手水を回せ(昔話)
語り(歌い)手・伝承者:隠岐郡隠岐の島町中里 半田弥一郎さん・明治45 年(1912)生
都万村に堂山(だやま)という家があって、大きい旅篭(はたご)をしていました。
ある日、侍のえらい人が巡検で回って来られました。それで庄屋さんをはじめ、村役人さんが案内をして堂山に着くと、
「チョウズを持て」て言われましたが、何のことか分かりませんので千光寺のお寺の坊さんに聞きますと、
「そいだなあ、長い頭と書いてチョウズと読むから、長い頭をぐるぐる回しゃあいいと思うがな」。そして村役人とも相談の結果、
「ここの堂山のじいさんの頭を回してもらわじゃないか」ということになり、じいさんに話しましたが、
「あがな侍のところで、頭をぐるぐる回すことなど、できぬけえ」と言いますが、
「頼むけん、次の間の襖を開けて、そこで回しゃいいけん。そばまで行かんでもいいけえ」と頼みます。

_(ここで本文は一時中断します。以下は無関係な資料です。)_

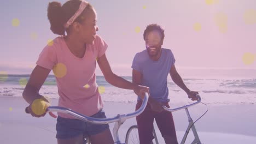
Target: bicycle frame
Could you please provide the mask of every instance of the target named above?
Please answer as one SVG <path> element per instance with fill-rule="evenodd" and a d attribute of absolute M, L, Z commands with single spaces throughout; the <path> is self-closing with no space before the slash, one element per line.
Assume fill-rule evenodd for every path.
<path fill-rule="evenodd" d="M 178 110 L 182 110 L 182 109 L 185 109 L 185 110 L 186 111 L 186 113 L 187 113 L 187 115 L 188 116 L 188 121 L 189 121 L 189 125 L 188 126 L 188 128 L 187 128 L 187 130 L 185 132 L 185 134 L 184 135 L 184 136 L 183 136 L 183 138 L 182 139 L 182 140 L 181 142 L 181 144 L 184 144 L 185 143 L 185 141 L 186 141 L 186 139 L 187 139 L 187 137 L 188 136 L 188 133 L 189 133 L 189 131 L 190 129 L 190 128 L 192 129 L 192 131 L 193 131 L 193 134 L 194 134 L 194 136 L 195 137 L 195 139 L 194 139 L 193 141 L 192 142 L 192 144 L 195 144 L 195 143 L 198 143 L 198 144 L 201 144 L 201 141 L 200 141 L 200 140 L 199 139 L 199 137 L 198 136 L 198 134 L 197 134 L 197 133 L 196 131 L 196 129 L 195 127 L 195 125 L 194 125 L 194 122 L 193 122 L 193 120 L 192 119 L 192 118 L 191 118 L 191 116 L 190 116 L 190 115 L 189 114 L 189 112 L 188 111 L 188 108 L 190 107 L 190 106 L 192 106 L 194 105 L 196 105 L 200 103 L 201 103 L 201 97 L 199 96 L 199 95 L 197 95 L 197 97 L 198 98 L 198 100 L 196 102 L 194 103 L 192 103 L 191 104 L 189 104 L 189 105 L 184 105 L 183 106 L 182 106 L 182 107 L 177 107 L 177 108 L 176 108 L 176 109 L 169 109 L 168 107 L 167 107 L 166 106 L 164 106 L 163 107 L 164 107 L 164 109 L 166 111 L 170 111 L 170 112 L 173 112 L 173 111 L 178 111 Z M 155 135 L 156 136 L 156 135 Z"/>
<path fill-rule="evenodd" d="M 118 130 L 119 129 L 120 126 L 127 119 L 136 117 L 142 113 L 146 108 L 147 104 L 148 103 L 148 94 L 146 93 L 145 97 L 141 107 L 139 107 L 139 109 L 135 112 L 127 114 L 118 114 L 117 116 L 112 118 L 96 118 L 90 117 L 76 112 L 71 109 L 60 106 L 49 106 L 47 108 L 46 111 L 48 112 L 55 111 L 69 114 L 81 121 L 96 124 L 104 124 L 115 122 L 114 128 L 113 129 L 113 135 L 114 143 L 121 144 L 119 140 Z"/>

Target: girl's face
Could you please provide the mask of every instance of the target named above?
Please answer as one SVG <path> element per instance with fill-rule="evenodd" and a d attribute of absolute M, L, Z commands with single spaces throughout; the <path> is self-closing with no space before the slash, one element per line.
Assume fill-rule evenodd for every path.
<path fill-rule="evenodd" d="M 78 23 L 76 28 L 78 39 L 82 41 L 92 44 L 96 38 L 96 32 L 98 31 L 97 26 L 97 14 L 94 9 L 86 10 L 83 14 L 85 17 L 82 23 Z"/>

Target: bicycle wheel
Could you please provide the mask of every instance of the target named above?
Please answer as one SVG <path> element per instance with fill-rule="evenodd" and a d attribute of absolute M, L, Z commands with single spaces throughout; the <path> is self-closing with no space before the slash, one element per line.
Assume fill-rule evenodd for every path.
<path fill-rule="evenodd" d="M 126 144 L 139 144 L 139 140 L 138 137 L 138 126 L 133 125 L 129 128 L 126 133 L 125 137 Z"/>

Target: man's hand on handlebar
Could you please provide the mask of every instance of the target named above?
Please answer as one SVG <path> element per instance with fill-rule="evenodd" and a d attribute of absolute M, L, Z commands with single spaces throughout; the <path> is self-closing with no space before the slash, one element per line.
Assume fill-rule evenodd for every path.
<path fill-rule="evenodd" d="M 198 100 L 198 95 L 199 94 L 197 92 L 195 91 L 189 91 L 187 94 L 188 95 L 188 98 L 191 99 L 192 100 Z"/>

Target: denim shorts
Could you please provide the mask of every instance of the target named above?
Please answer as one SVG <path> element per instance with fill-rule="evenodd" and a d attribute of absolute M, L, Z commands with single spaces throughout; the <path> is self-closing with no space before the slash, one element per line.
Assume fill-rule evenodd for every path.
<path fill-rule="evenodd" d="M 106 118 L 105 112 L 102 110 L 91 117 L 99 118 Z M 77 119 L 66 118 L 58 116 L 56 125 L 57 130 L 56 138 L 68 139 L 81 134 L 90 136 L 98 134 L 109 128 L 109 125 L 108 124 L 94 124 Z"/>

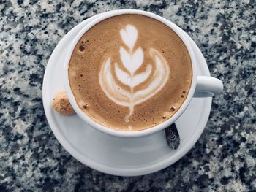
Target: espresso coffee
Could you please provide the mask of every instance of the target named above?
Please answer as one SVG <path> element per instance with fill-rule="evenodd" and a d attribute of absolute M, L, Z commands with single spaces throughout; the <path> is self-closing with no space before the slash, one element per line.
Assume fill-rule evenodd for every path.
<path fill-rule="evenodd" d="M 189 54 L 179 37 L 162 23 L 135 14 L 91 28 L 69 65 L 80 108 L 94 121 L 121 131 L 150 128 L 172 117 L 192 78 Z"/>

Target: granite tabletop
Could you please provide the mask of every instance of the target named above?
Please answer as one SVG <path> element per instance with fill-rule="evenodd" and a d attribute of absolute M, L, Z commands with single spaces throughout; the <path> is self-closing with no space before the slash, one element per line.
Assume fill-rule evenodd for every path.
<path fill-rule="evenodd" d="M 236 1 L 0 1 L 0 191 L 256 191 L 256 3 Z M 59 143 L 43 110 L 49 57 L 97 13 L 150 11 L 198 45 L 222 80 L 192 149 L 154 174 L 123 177 L 80 164 Z"/>

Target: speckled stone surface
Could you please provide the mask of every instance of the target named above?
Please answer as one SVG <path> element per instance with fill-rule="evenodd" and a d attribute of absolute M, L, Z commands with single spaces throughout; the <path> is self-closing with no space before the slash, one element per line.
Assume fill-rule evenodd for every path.
<path fill-rule="evenodd" d="M 255 191 L 255 1 L 0 1 L 0 191 Z M 48 125 L 42 83 L 58 42 L 107 10 L 157 13 L 187 31 L 225 84 L 194 147 L 173 166 L 122 177 L 74 159 Z"/>

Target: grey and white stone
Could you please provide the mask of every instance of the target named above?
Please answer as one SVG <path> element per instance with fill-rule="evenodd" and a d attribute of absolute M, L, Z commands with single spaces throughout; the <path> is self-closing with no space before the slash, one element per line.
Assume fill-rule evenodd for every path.
<path fill-rule="evenodd" d="M 0 1 L 0 191 L 255 191 L 256 3 L 236 1 Z M 180 161 L 134 177 L 79 163 L 58 142 L 42 103 L 58 42 L 91 15 L 157 13 L 187 31 L 225 85 L 206 128 Z"/>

堂山の隠居も村役人が懸命にそう言うのでしかたなく、巡検さんの次の襖(ふすま)を開けて、頭をぐるんこぐるんこ回しておった。
巡検さんはびっくりして、庄屋さんに聞かれます。
「こら何のことだ」
「はい、これは都万村で一番頭の長く、回すことが上手な者ですので、長頭を回しとるところでございます」
「そうではない。チョウズを回すとは、手洗い水を持ってくることだ」。やっと意味が分かった庄屋さんは、あわてて盥(たらい)に水を入れてきました。
「手足を洗わっしゃれ」
それから侍さんは手足を洗ってから、ちゃんと床の間に座られた。そして、
「ユカチャを持て」と言われます。また、みんなは、
「ユカチャて何だらな」というので、またまた寺の坊さんに尋ねました。
「井島(えじま)にユカ三味線があっけに、それを持ってきたらよかろう」と言う。それで急いで三味線を借りて持って行きました。巡検さんは、
「こういうもんを持ってこんでいいけに、湯かお茶を持ってこい」と言われます。
「ああ、そのことでございましたか」と、今度はお茶を持ってきました。次に、
「クネンボウを持て」と言われます。
それは螺旋形(らせんけい)にねじったような菓子のことでしたが、だれも分からないので、また、寺の坊さんに相談しますと、
「それは蕎麦を打つ麺棒の作ってから九年ぐらいになったもんのことだ。森屋敷にあるけえ、それ借りてこい」。
それでそれを借りて持って行きます。
巡検さんは驚きました。お菓子が来るかと思っていたら、また違うものを持ってくるのですから。
「言葉が通じないこんな所にはおられんわい」と都万村のことは調べずに帰ってしまいました。それでここではお上(かみ)に納めるものは一切なし、となってしまったということです。
すっとんからん。
(昭和52年(1977)7月27日収録)
解説
この話をうかがったのは、隠岐島前高校の都万村民話収録のおりのことである。氏はあらかじめ録音しておかれたカセットテープを、提供してくださったが、その中にこの話もあった。
ところで、この話は稲田浩二『日本昔話通観』の分類では、笑い話の「愚か村」に所属し、「手水をまわせ」として登録されている。同音異義語の持つおもしろさを題材にして作られた話なのである。そしてこれは山陰両県でも比較的多く好まれている話であって、あちこちで聞かせていただくことができるものである。